In this work, we more specifically concentrate on the problem of human activity recognition on the Sussex Huawei Locomotion (SHL) dataset.
The dataset is a versatile annotated dataset of modes of locomotion and transportation of mobile users and was recorded over seven months by 3 participants engaging in 8 different modes of transportation in a real-life setting in the United Kingdom: standing or sitting (still), walking, run, bike, car, bus, train, and subway.
Based on our experiences in similar cases, learning separable spaces between groups of classes (concepts) is easier than learning each class alone.
For example, it is easier to learn groups of activities related to the body movements group (running, walking) versus the” on-wheels” activities group (bicycling, driving a car) first.

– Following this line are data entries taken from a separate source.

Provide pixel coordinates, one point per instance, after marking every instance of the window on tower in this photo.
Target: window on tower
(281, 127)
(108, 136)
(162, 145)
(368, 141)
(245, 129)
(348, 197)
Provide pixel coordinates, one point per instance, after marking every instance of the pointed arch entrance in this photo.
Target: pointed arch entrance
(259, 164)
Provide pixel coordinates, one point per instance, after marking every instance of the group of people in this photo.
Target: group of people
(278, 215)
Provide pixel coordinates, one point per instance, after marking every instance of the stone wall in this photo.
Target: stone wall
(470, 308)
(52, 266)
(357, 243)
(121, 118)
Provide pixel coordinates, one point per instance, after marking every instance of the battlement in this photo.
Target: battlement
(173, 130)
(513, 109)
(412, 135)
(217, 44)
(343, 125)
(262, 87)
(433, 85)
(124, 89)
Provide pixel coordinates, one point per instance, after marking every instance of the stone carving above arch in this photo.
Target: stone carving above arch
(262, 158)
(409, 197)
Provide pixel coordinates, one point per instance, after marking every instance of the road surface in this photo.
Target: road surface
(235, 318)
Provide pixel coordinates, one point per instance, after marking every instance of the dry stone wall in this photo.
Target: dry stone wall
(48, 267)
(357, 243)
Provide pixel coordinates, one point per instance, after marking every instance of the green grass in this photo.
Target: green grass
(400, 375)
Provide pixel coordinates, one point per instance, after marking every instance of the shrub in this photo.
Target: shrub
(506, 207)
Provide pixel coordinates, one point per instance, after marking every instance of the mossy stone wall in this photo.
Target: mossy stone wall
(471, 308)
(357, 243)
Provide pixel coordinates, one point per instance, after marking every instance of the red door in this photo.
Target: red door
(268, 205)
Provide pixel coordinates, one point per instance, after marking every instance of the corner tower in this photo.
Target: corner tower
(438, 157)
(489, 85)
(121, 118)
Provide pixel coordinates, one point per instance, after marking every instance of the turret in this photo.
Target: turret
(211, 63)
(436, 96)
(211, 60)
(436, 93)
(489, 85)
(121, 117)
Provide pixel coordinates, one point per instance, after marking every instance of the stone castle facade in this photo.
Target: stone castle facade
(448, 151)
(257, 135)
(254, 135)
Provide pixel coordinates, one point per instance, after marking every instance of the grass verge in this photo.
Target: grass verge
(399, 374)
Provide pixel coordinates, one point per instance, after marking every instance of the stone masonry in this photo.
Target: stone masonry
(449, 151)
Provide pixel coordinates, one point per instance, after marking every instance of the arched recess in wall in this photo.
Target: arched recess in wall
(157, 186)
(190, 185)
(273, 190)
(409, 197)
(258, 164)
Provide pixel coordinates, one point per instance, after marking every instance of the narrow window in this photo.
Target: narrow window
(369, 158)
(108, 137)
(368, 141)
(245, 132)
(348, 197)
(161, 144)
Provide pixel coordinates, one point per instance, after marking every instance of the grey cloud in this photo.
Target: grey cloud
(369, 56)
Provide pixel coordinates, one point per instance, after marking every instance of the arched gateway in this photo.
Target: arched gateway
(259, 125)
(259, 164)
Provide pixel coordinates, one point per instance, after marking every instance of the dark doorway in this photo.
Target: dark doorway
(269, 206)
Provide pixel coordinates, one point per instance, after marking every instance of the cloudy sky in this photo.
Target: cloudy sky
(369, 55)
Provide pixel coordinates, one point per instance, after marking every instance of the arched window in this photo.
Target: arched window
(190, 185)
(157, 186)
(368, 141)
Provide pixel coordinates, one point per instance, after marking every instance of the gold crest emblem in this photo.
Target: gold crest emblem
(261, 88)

Later we concentrate on each group separately and learn more specific classes inside each of these groups.
An intuitive approach is to compute all the combinations of the hierarchical form and choose the one with the best performance. However, the theoretical analysis proposed by this paper shows a high complexity for finding an exact solution.
A new approach to perform classification
For this reason, this paper proposes an original approach based on the association of clustering and classification approaches to overcome this limitation.
It presents a better approach to learning the concepts by grouping classes in a recursive manner rather than class by class approach.
It also introduces an effective greedy algorithm and two theoretical measures (namely cohesion and dispersion) to evaluate the connection between the clusters and the classes. Extensive experiments on the Sussex Huawei Locomotion (SHL) dataset show that this approach improves classification performances while reducing the number of instances used to learn each concept.